Given this risk, we thought we'd take a look at whether Protara Therapeutics (NASDAQ:TARA) shareholders should be worried about its cash burn. For the purpose of this article, we'll define cash burn as the amount of cash the company is spending each year to fund its growth (also called its negative free cash flow). First, we'll determine its cash runway by comparing its cash burn with its cash reserves.
See our latest analysis for Protara Therapeutics
A company's cash runway is the amount of time it would take to burn through its cash reserves at its current cash burn rate. In December 2024, Protara Therapeutics had US$170m in cash, and was debt-free. Importantly, its cash burn was US$36m over the trailing twelve months. So it had a cash runway of about 4.7 years from December 2024. Importantly, though, analysts think that Protara Therapeutics will reach cashflow breakeven before then. If that happens, then the length of its cash runway, today, would become a moot point. Depicted below, you can see how its cash holdings have changed over time.
Protara Therapeutics didn't record any revenue over the last year, indicating that it's an early stage company still developing its business. So while we can't look to sales to understand growth, we can look at how the cash burn is changing to understand how expenditure is trending over time. As it happens, the company's cash burn reduced by 4.6% over the last year, which suggests that management are maintaining a fairly steady rate of business development, albeit with a slight decrease in spending. Clearly, however, the crucial factor is whether the company will grow its business going forward. For that reason, it makes a lot of sense to take a look at our analyst forecasts for the company.

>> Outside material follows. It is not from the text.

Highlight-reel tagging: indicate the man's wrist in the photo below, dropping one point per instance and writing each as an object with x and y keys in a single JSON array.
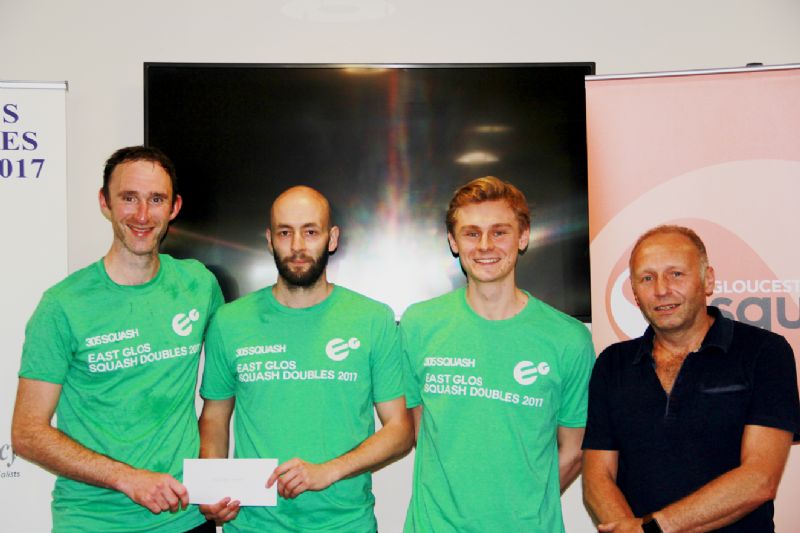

Even though it has reduced its cash burn recently, shareholders should still consider how easy it would be for Protara Therapeutics to raise more cash in the future. Issuing new shares, or taking on debt, are the most common ways for a listed company to raise more money for its business. Many companies end up issuing new shares to fund future growth. By comparing a company's annual cash burn to its total market capitalisation, we can estimate roughly how many shares it would have to issue in order to run the company for another year (at the same burn rate).
Since it has a market capitalisation of US$115m, Protara Therapeutics' US$36m in cash burn equates to about 31% of its market value. That's fairly notable cash burn, so if the company had to sell shares to cover the cost of another year's operations, shareholders would suffer some costly dilution.
Even though its cash burn relative to its market cap makes us a little nervous, we are compelled to mention that we thought Protara Therapeutics' cash runway was relatively promising. Shareholders can take heart from the fact that analysts are forecasting it will reach breakeven. Based on the factors mentioned in this article, we think its cash burn situation warrants some attention from shareholders, but we don't think they should be worried. Taking a deeper dive, we've spotted 4 warning signs for Protara Therapeutics you should be aware of, and 2 of them are potentially serious.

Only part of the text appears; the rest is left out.